Mönchengladbach: Protest gegen SalafistenschuleIn Mönchengladbach-Eicken folgten ca. 30 Bürger einem Internetaufruf, sich spontan zu einer „Unmutsbekundung“ gegen den geplanten Umzug einer strenggläubigen (=extremistischen) Islamschule der Salafisten zu versammeln. Unterstützt wurde die Meinungsäußerung von Aktivisten der Bürgerbewegung Pax Europa.

(Von Alexander P.)

Die drei Hauptakteure des saudisch bzw. wahhabitisch beeinflussten deutschen Ablegers der Salafiyya-Bewegung sind spätestens seit der Beschlagnahmung ihrer Schriften im Januar 2010 keine Unbekannten mehr. Es sind die Prediger Mohammed Ciftci (Braunschweig), Pierre Vogel (Köln) und Sven Lau (Mönchengladbach). Ihr regelmäßig verwendeter Kampagnen- oder Vereinsname lautet „Einladung zum Paradies“ (as-Sunnah-Moschee, Masjid as-Sunnah, Eickener Straße).

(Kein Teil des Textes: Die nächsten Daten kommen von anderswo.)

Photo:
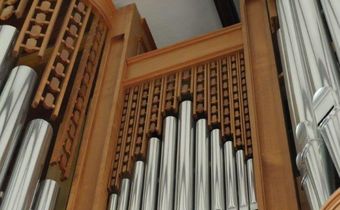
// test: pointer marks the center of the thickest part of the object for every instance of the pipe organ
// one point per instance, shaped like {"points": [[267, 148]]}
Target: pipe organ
{"points": [[93, 116]]}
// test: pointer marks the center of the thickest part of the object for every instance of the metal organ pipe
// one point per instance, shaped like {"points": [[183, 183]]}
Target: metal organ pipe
{"points": [[331, 10], [47, 196], [230, 176], [185, 162], [123, 199], [8, 36], [251, 185], [168, 165], [113, 202], [243, 201], [137, 187], [312, 160], [217, 179], [28, 166], [14, 104], [151, 175], [202, 183]]}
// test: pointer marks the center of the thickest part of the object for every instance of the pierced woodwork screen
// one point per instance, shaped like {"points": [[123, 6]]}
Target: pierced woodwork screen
{"points": [[218, 89]]}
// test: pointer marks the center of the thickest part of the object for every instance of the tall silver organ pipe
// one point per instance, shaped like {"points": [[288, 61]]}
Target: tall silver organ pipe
{"points": [[113, 202], [311, 159], [14, 103], [251, 185], [28, 166], [185, 162], [202, 182], [331, 10], [310, 194], [8, 36], [321, 65], [168, 165], [47, 196], [123, 199], [243, 201], [151, 175], [137, 187], [217, 179], [230, 176]]}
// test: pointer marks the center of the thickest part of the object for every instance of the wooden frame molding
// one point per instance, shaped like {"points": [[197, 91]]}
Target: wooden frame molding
{"points": [[273, 169]]}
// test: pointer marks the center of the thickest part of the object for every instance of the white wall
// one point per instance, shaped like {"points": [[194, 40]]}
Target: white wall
{"points": [[171, 21]]}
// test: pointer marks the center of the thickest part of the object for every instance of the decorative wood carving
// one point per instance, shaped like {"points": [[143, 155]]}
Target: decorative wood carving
{"points": [[57, 73], [70, 131], [38, 26]]}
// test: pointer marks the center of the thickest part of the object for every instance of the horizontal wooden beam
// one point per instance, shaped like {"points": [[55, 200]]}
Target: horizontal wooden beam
{"points": [[175, 57]]}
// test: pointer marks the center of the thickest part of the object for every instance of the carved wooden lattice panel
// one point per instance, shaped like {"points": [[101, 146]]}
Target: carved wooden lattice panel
{"points": [[57, 73]]}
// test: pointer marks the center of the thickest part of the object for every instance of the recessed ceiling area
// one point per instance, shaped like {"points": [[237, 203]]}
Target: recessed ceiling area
{"points": [[172, 21]]}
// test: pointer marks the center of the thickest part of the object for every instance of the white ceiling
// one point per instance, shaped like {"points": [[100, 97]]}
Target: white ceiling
{"points": [[172, 21]]}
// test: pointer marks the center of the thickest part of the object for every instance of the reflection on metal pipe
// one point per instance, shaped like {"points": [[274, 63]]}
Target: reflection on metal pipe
{"points": [[14, 104], [47, 197], [243, 202], [113, 202], [185, 162], [251, 185], [321, 71], [202, 182], [151, 175], [123, 199], [137, 187], [167, 168], [331, 10], [331, 134], [28, 166], [311, 160], [217, 179], [8, 36], [230, 176], [310, 193]]}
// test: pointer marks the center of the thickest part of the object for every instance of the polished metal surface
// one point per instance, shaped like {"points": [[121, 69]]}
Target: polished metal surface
{"points": [[202, 178], [168, 165], [28, 166], [330, 132], [230, 176], [251, 185], [149, 201], [322, 70], [318, 168], [184, 190], [217, 176], [310, 193], [113, 202], [243, 201], [331, 10], [123, 199], [137, 187], [308, 99], [298, 91], [14, 103], [8, 36], [47, 196]]}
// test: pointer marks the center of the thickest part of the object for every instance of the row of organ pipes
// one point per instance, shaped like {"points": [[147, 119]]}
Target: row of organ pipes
{"points": [[189, 168], [311, 73], [23, 152]]}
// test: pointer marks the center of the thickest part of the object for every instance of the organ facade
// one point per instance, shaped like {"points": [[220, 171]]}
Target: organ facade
{"points": [[94, 116]]}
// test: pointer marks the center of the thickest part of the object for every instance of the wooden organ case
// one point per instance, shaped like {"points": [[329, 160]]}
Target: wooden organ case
{"points": [[106, 89]]}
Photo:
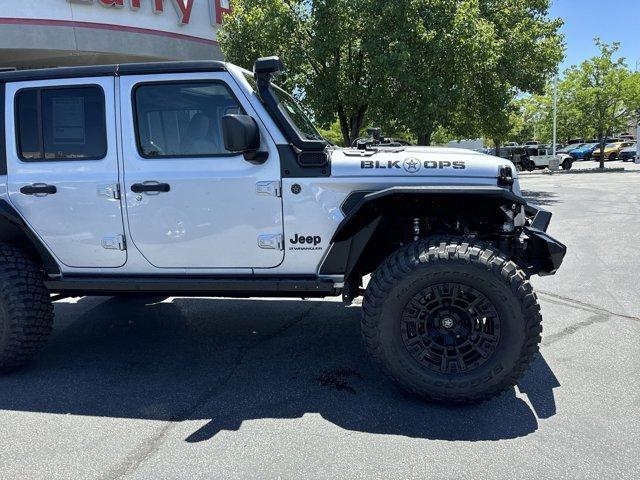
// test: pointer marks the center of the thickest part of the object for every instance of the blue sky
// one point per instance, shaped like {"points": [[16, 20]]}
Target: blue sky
{"points": [[611, 20]]}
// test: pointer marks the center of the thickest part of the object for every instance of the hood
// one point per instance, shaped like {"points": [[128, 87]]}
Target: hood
{"points": [[415, 162]]}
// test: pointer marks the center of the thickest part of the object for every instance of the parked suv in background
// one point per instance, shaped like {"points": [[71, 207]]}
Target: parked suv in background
{"points": [[628, 153], [204, 179], [611, 150], [585, 152]]}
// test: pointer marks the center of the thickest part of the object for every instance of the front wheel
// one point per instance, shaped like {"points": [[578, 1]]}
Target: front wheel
{"points": [[451, 320]]}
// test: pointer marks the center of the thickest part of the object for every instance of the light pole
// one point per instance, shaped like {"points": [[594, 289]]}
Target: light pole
{"points": [[555, 114]]}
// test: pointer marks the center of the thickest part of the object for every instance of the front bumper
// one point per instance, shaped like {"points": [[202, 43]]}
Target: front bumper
{"points": [[544, 254]]}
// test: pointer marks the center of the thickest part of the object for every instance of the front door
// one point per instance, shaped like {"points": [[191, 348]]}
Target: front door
{"points": [[62, 166], [192, 204]]}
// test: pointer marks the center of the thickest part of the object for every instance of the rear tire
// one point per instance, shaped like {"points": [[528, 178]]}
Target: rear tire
{"points": [[462, 347], [26, 311]]}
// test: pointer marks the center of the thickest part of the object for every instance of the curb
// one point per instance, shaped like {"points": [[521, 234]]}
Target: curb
{"points": [[575, 172]]}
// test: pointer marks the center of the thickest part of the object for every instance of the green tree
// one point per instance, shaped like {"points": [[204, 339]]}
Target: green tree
{"points": [[602, 92], [327, 49], [408, 65], [459, 65]]}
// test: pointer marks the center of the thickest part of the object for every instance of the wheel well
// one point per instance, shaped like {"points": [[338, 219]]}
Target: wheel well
{"points": [[375, 229], [14, 231]]}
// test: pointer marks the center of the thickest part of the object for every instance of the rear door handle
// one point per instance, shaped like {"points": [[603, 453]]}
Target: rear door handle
{"points": [[39, 189], [150, 188]]}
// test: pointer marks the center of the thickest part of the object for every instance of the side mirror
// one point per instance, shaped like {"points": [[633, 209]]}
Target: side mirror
{"points": [[241, 134]]}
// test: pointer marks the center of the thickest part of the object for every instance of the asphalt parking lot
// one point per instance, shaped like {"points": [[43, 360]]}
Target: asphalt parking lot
{"points": [[213, 388]]}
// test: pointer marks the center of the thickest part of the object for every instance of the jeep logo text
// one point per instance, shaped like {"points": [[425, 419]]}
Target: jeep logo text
{"points": [[305, 240]]}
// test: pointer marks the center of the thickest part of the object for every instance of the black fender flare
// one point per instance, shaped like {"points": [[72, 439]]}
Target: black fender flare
{"points": [[13, 229], [363, 211]]}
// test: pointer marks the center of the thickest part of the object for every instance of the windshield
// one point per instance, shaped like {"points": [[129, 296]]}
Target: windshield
{"points": [[296, 114], [292, 109]]}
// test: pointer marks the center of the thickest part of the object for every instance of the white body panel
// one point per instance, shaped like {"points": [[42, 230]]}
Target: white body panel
{"points": [[212, 217], [210, 220], [72, 222], [316, 212]]}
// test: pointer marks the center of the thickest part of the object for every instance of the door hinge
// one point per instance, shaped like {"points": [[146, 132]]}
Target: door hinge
{"points": [[114, 242], [272, 188], [271, 242], [110, 191]]}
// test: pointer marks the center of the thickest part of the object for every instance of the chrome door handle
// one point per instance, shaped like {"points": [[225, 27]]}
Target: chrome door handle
{"points": [[39, 189], [150, 188]]}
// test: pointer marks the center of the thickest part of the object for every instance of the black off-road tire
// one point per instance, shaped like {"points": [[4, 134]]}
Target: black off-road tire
{"points": [[26, 311], [475, 264]]}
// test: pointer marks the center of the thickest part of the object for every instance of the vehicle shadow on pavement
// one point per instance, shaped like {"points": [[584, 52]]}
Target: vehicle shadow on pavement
{"points": [[232, 361]]}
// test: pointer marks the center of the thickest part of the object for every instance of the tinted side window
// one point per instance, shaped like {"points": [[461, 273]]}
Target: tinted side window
{"points": [[61, 124], [182, 119]]}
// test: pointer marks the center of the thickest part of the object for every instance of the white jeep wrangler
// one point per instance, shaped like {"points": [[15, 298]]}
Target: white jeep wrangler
{"points": [[205, 179]]}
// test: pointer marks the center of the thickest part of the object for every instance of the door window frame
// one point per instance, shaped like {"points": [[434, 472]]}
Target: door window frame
{"points": [[39, 89], [136, 126]]}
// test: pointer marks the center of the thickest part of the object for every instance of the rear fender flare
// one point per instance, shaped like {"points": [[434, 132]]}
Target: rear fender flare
{"points": [[13, 229]]}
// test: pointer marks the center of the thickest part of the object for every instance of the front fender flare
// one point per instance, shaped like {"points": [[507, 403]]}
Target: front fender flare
{"points": [[363, 211]]}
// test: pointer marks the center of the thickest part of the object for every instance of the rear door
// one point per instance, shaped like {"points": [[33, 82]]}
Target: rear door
{"points": [[62, 162], [191, 203]]}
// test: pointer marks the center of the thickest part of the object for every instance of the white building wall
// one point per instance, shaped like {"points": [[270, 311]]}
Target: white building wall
{"points": [[42, 33]]}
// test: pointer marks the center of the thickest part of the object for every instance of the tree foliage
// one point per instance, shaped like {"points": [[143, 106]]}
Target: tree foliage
{"points": [[407, 65], [596, 98], [326, 47]]}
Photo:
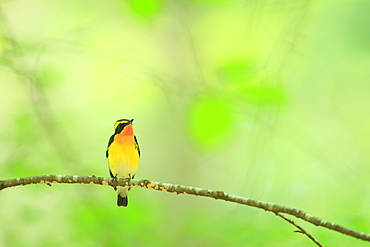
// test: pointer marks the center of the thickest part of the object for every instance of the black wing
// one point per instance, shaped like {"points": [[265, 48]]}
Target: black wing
{"points": [[137, 145], [111, 139]]}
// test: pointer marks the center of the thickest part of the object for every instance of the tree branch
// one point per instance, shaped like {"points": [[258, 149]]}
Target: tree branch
{"points": [[301, 230], [180, 189]]}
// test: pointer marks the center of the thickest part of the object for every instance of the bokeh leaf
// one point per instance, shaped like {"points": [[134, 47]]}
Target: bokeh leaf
{"points": [[211, 120], [146, 8], [237, 72], [263, 95]]}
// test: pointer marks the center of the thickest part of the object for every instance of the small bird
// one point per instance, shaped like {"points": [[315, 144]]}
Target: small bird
{"points": [[123, 156]]}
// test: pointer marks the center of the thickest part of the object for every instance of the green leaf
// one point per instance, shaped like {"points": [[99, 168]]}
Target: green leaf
{"points": [[263, 95], [211, 120], [146, 8], [237, 72]]}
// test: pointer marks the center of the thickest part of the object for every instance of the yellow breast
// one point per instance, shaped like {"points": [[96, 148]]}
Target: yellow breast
{"points": [[123, 157]]}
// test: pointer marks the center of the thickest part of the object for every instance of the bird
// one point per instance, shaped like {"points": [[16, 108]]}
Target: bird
{"points": [[123, 155]]}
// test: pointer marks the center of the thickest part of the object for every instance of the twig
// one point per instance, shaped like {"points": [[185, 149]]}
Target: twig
{"points": [[180, 189], [301, 230]]}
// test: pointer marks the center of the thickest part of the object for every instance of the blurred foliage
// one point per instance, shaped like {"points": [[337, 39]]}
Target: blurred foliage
{"points": [[263, 99]]}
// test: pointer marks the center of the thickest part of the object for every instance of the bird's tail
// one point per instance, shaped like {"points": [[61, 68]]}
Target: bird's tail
{"points": [[122, 196]]}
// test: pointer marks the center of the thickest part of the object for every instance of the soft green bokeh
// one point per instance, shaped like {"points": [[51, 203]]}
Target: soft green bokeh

Die Rheinische Post berichtete im Vorfeld relativ ausführlich in verschiedenen Artikeln (s.u.) und erreichte über die Kommentarbereiche einige Bürger. Ein kleiner Erfolg im Vorfeld war die Absage des am Samstag geplanten Infotisches der Salafisten.

Zum Ablauf: um 19 Uhr fanden sich besorgte Bürger aus Mönchengladbach und dem Umfeld ein, sowie BPE-Aktivisten. Eine halbe Stunde vorher war, wie sich später herausstellte, der Staatsschutz bereits vor Ort. Natürlich nur um die Bürger vor den Strenggläubigen zu schützen. Ruhe und Ordnung (=Staatsräson) sind halt ein kostbares Gut. Dennoch, wir erinnern uns: Pierre Vogel war es, der Necla Kelek die Vernichtung wünschte, nicht die anwesenden Bürger.

Kaum waren die Plakate ausgepackt, kamen drei Vertreter des Stadtfernsehens CityVision und der Rheinischen Post und interviewten mehrere Anwesende. Immerhin.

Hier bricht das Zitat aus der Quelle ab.